Rédigé par l'équipe WebLex.


Prime à la conversion : toujours pour les véhicules diesel !

La prime à la conversion cible les ménages modestes et s’applique aux véhicules 100 % électriques, hybrides rechargeables, mais aussi thermiques (essence ou diesel).

Pour mémoire, cette prime est une aide à l’achat ou à la location d’un véhicule peu polluant, en échange de la mise au rebut d’un véhicule diesel immatriculé avant 2011 ou d’un véhicule essence immatriculé avant 2006.
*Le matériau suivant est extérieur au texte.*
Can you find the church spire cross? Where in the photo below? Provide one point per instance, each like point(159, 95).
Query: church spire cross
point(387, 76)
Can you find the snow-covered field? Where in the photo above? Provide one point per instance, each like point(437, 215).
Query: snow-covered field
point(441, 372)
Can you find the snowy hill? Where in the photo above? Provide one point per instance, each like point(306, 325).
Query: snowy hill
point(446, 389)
Actuellement, le montant de la prime est fixé à 1 500 € pour un ménage modeste acquérant un véhicule thermique Crit'Air 1 ou Crit'Air 2 immatriculé après le 1er septembre 2019, dont les émissions de CO2 sont inférieures ou égales à 137 grammes par kilomètre.

Au vu des diverses annonces parues récemment dans la presse, il a été demandé au Gouvernement s’il entendait exclure, dès le 1er janvier 2021, les véhicules diesel du dispositif de prime à la conversion.

La réponse est négative. Dans le contexte actuel de crise sanitaire, le Gouvernement indique qu’il entend prolonger le barème de la prime à la conversion applicable aux véhicules diesel jusqu’au 30 juin 2021.

Et à partir du 1er juillet 2021 :

  • les véhicules thermiques Crit’Air 2 seront exclus du dispositif de prime à la conversion ;
  • le plafond d’émission de CO2 applicable aux véhicules neufs sera abaissé à 132 grammes par kilomètre pour l’aligner sur le seuil de déclenchement du malus écologique.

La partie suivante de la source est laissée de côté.